Anche se le notizie hanno una validità scientifica, fanno solo gran confusione, ed io non posso, per galateo, rispondere EMERITE CAZZATE.
Informazioni sempre chiuse in quella assurda logica del BUONO/CATTIVO, bianco o nero, benefico o dannoso. Ancora non si è capito che un farmaco è buono o cattivo a seconda del momento e della dose? Che cazzo!

Il simbolo del farmacista è una bilancia, che significa EQUILIBRIO. Insomma non sapevo come rispondere.
Per fortuna stavo scrivendo ad una amica che ha una meravigliosa nipotina, ed allora mi è venuta da spiegarla come in un racconto. Che ora condivido.


La prima risposta dell'organismo ad un attacco batterico o virale è mettere il proprio esercito in condizione di operare. Quando arriva l'allarme dal comando i nostri soldati si predispongono alla battaglia, rafforzano le difese, producono anticorpi e annientano il nemico. Noi dobbiamo mettere i nostri linfociti in grado di operare con la minima fatica e massima efficacia. Minima fatica perché il nostro corpo è stanco e stressato e occorre darsi una calmata, magari mettersi a letto. Massima efficacia perché è una guerra.
"Un piccolo stronzetto mi ha dichiarato guerra, chi è, che cosa vuole, qual è il suo punto debole, che se ne vada all'inferno!" Quando ci vuole ci vuole.

Ecco allora che ci vuole una certa temperatura perché il sistema funzioni al massimo dell'efficacia con il minimo sforzo. Gli scienziati dicono che occorrano almeno 37 gradi - 37 e 2. Ma se la febbre sale oltre il limite consentito, che crea disidratazione, crisi di freddo o sudore, vertigine, panico, allucinazioni... e il mio organismo da solo non ce la fa, allora chiamo gli alleati, evviva i marines.
Ed ecco che arrivano il mago medico e la fata farmacista con polveri e pozioni magiche, purtroppo a volte sotto forma di iniezione. Ma quando è guerra è guerra. Significa che la temperatura deve avere un equilibrio, nè alta nè bassa, giusta, per permettere ai nostri linfociti di osservare,studiare, sperimentare, adattarsi ad un mutameto, combattere.

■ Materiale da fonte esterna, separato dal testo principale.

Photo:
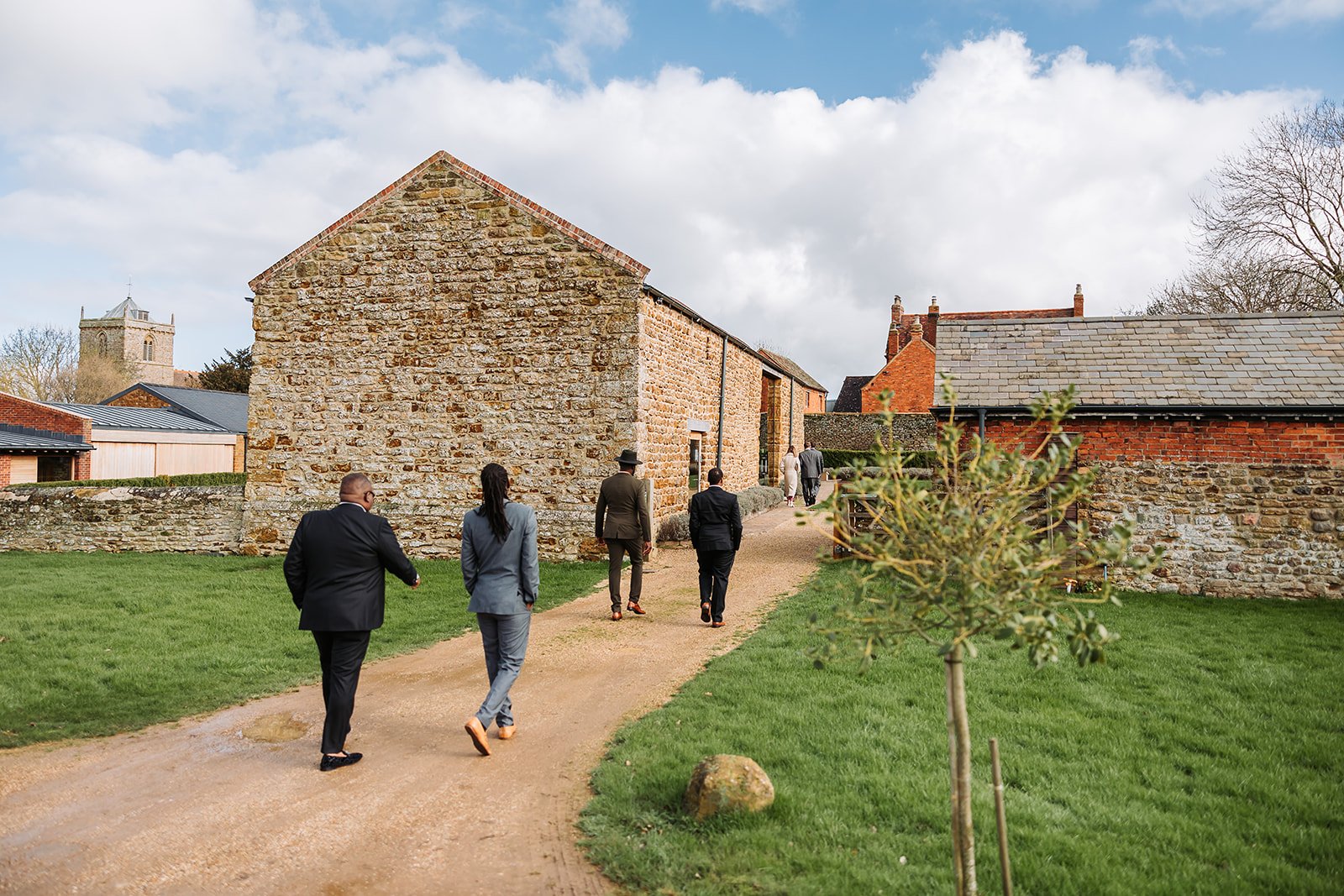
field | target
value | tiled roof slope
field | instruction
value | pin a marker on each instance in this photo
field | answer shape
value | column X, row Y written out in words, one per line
column 850, row 399
column 1234, row 360
column 575, row 233
column 140, row 418
column 792, row 369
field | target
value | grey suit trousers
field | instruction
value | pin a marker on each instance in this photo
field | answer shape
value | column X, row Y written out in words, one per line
column 504, row 638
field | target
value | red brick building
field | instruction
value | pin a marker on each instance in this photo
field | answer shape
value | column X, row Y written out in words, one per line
column 911, row 351
column 40, row 443
column 1221, row 436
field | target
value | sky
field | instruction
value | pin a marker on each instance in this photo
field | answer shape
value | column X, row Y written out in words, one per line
column 784, row 167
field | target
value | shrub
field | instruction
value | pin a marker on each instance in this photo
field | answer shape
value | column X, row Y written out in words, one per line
column 152, row 481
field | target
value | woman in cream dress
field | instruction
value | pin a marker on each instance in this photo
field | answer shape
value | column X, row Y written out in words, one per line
column 790, row 466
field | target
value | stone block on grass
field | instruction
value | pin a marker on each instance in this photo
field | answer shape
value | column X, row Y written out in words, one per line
column 727, row 783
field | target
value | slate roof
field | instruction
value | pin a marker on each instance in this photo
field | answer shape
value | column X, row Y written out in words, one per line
column 512, row 197
column 792, row 369
column 850, row 399
column 20, row 439
column 140, row 418
column 226, row 410
column 1189, row 360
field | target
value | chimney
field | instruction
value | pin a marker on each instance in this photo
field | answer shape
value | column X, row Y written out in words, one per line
column 894, row 331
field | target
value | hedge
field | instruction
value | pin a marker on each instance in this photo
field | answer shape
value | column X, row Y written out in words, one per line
column 152, row 481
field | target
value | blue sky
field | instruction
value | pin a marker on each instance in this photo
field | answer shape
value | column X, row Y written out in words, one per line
column 784, row 167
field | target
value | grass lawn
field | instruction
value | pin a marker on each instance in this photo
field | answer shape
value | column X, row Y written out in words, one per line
column 92, row 644
column 1206, row 757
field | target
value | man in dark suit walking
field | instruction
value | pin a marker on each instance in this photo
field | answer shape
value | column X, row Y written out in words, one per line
column 622, row 526
column 716, row 535
column 335, row 574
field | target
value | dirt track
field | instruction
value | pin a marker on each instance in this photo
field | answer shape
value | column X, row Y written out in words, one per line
column 233, row 802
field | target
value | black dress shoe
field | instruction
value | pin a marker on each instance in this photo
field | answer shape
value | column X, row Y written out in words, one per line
column 340, row 762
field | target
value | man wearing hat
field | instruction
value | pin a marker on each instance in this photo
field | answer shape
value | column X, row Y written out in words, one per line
column 622, row 526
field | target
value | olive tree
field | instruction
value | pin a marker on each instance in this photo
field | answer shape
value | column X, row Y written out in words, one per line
column 980, row 547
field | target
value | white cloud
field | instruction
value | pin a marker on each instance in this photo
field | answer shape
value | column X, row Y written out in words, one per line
column 1272, row 13
column 759, row 7
column 999, row 181
column 586, row 24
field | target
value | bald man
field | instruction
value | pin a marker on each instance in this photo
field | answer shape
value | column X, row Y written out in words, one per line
column 335, row 574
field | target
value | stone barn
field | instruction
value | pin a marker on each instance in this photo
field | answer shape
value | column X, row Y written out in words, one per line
column 448, row 322
column 1222, row 434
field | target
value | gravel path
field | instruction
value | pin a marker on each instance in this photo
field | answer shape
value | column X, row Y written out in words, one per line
column 233, row 802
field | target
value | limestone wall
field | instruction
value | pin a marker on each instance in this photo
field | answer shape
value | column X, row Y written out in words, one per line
column 679, row 401
column 436, row 331
column 1231, row 528
column 188, row 519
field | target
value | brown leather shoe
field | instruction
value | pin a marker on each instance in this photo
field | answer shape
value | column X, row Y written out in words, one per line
column 477, row 732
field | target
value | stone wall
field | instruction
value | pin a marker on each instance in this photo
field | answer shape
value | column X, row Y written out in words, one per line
column 857, row 432
column 190, row 519
column 445, row 324
column 679, row 390
column 1247, row 530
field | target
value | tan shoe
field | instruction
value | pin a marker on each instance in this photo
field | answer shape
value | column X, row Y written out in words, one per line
column 477, row 732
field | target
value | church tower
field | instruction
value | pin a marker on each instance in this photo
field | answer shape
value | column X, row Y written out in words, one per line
column 128, row 332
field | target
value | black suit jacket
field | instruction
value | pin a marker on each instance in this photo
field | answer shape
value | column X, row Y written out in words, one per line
column 716, row 520
column 335, row 569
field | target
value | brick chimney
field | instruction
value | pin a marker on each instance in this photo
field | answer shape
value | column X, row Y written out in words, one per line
column 931, row 328
column 894, row 332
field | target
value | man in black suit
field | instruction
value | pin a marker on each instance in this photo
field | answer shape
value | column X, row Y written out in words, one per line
column 716, row 535
column 335, row 574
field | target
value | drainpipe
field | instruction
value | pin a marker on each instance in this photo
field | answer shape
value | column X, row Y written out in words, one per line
column 723, row 375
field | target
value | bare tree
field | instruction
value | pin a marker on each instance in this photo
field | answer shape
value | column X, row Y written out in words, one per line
column 101, row 376
column 39, row 363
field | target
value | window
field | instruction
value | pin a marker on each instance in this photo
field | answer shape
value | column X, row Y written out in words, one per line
column 694, row 466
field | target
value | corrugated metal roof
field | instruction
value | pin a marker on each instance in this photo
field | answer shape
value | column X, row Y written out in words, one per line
column 140, row 418
column 228, row 410
column 1209, row 360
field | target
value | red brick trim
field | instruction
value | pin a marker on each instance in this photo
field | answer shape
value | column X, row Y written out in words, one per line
column 515, row 199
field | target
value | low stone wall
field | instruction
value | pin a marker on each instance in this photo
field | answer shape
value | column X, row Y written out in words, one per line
column 857, row 432
column 206, row 519
column 1230, row 528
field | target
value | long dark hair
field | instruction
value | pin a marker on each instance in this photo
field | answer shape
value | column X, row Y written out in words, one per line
column 495, row 490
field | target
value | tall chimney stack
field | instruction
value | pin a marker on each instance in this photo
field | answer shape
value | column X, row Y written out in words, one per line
column 898, row 312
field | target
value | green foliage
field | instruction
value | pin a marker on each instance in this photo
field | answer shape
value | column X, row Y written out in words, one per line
column 1203, row 758
column 228, row 374
column 984, row 546
column 152, row 481
column 92, row 644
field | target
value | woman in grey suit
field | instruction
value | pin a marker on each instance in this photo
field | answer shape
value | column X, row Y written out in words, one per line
column 499, row 567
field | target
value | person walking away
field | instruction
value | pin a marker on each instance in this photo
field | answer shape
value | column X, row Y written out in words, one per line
column 790, row 466
column 622, row 520
column 716, row 535
column 335, row 575
column 501, row 577
column 811, row 465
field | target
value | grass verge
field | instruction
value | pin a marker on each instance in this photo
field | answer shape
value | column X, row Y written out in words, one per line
column 92, row 644
column 1206, row 757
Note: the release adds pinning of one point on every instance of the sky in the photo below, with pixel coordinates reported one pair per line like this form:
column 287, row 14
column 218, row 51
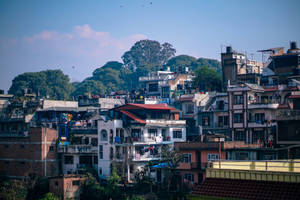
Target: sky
column 79, row 36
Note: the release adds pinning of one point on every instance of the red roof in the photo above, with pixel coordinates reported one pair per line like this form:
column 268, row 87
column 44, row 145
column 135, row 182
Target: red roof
column 133, row 116
column 134, row 106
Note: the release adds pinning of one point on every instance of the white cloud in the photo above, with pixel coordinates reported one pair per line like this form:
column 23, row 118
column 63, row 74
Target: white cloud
column 83, row 47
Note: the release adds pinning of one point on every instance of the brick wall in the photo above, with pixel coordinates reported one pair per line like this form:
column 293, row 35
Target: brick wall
column 36, row 153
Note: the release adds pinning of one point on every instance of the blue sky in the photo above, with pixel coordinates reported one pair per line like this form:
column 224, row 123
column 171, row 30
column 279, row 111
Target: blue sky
column 78, row 36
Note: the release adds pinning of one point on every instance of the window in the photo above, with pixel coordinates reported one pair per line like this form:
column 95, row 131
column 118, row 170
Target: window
column 94, row 141
column 95, row 160
column 103, row 135
column 238, row 118
column 69, row 159
column 222, row 121
column 165, row 92
column 153, row 87
column 238, row 99
column 205, row 121
column 152, row 133
column 189, row 177
column 212, row 157
column 77, row 182
column 239, row 136
column 177, row 133
column 257, row 135
column 51, row 148
column 100, row 152
column 189, row 108
column 259, row 117
column 242, row 156
column 186, row 158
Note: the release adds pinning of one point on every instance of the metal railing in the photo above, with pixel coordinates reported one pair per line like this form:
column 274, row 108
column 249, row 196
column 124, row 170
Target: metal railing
column 264, row 165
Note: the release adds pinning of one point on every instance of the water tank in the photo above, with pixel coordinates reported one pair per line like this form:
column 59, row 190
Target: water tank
column 229, row 49
column 293, row 45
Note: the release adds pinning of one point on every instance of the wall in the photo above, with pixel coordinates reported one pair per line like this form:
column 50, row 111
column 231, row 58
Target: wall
column 21, row 156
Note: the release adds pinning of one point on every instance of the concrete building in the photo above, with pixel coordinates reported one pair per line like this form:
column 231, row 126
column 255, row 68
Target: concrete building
column 33, row 153
column 133, row 134
column 190, row 104
column 213, row 116
column 236, row 68
column 164, row 84
column 67, row 186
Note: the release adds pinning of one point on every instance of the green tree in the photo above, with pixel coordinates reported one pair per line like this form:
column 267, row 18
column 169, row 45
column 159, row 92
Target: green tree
column 52, row 83
column 172, row 158
column 112, row 189
column 89, row 86
column 178, row 63
column 12, row 190
column 145, row 53
column 91, row 189
column 49, row 196
column 207, row 79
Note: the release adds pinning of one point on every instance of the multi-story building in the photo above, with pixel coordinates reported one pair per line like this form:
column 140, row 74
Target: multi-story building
column 33, row 153
column 133, row 134
column 236, row 68
column 213, row 117
column 189, row 104
column 165, row 84
column 252, row 113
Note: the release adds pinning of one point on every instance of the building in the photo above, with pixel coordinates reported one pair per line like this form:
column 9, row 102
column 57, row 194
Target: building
column 165, row 84
column 133, row 134
column 196, row 157
column 252, row 113
column 236, row 68
column 284, row 65
column 213, row 116
column 67, row 186
column 33, row 153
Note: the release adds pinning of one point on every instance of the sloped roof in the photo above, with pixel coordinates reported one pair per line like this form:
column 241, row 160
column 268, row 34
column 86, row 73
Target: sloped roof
column 132, row 116
column 133, row 106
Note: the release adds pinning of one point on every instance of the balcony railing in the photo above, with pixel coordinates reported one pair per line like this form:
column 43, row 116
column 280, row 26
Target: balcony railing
column 77, row 149
column 288, row 115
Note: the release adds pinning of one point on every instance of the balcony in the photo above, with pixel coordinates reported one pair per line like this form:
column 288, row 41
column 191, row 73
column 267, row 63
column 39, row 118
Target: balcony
column 288, row 115
column 75, row 149
column 258, row 105
column 163, row 122
column 259, row 124
column 146, row 157
column 84, row 130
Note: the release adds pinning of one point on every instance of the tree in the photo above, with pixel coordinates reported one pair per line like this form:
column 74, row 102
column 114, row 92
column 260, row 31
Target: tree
column 178, row 63
column 207, row 79
column 145, row 53
column 52, row 83
column 172, row 158
column 49, row 196
column 91, row 189
column 89, row 86
column 12, row 190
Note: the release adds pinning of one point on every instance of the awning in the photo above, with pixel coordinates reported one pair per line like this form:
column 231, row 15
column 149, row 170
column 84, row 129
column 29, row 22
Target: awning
column 160, row 165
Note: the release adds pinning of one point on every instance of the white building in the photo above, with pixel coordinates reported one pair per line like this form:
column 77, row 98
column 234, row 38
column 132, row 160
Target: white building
column 135, row 134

Quindi è facile comprendere che la temperatura non dovrebbe essere abbassata al di sotto dei 37,2° ed è meglio che non salga oltre i 38.3-38.5 gradi centigradi. La febbre può essere controllata anche con mezzi fisici come ad esempio la pezzetta sulla fronte, magari con una carezza che in terapia ci sta sempre bene.
La dose giusta di Aspirina e Simili è quindi quella del tutto personale che riesce a mantenere la temperatura nel corretto range. Riguardo i marines, cioè gli antibiotici, beh! come direbbe Kipling è un'altra storia.
L'antibiotico deve essere prescritto dal medico che sa chi è in quel momento il nemico. La strategia del andòcogliocoglio non ha mai fatto vincere una guerra.

Immaginiamo ancora i nostri microscopici soldati, macrofagi, macrociti, emazie, leucociti, linfociti, plasmacellule... un esercito molto ben organizzato. Immaginiamo che dal comando arrivi l'ordine di predisporsi alla battaglia, ma subito dopo arriva un contro-ordine: "Lasciate stare, ci pensano i marines".
Poveretti! Vengono presi dallo sconforto, si sentono rifiutati, inutili, depressi. "E noi che ci stiamo a fare!" "io torno in caserma e mi prendo una sbornia di lecitina di soia." Insomma, un sistema depresso non è sintomo di salute.

Ed è proprio per questo che anche i linfociti nel loro piccolo si incazzano. Se infatti la temperatura sale appena un poco, l'uomo subito la abbatte con gli antinfiammatori, se inizia la battaglia subito arrivano i marines e si resta in caserma. Il sindacato dei macrofagi ha pienamente ragione: "Se la bacata testa dell'uomo continua così, quando è che l'organismo può addestrare il sistema immunitario al combattimento?" Lanciano l'allarme: "Così si rischia una totale immunodeficienza acquisita".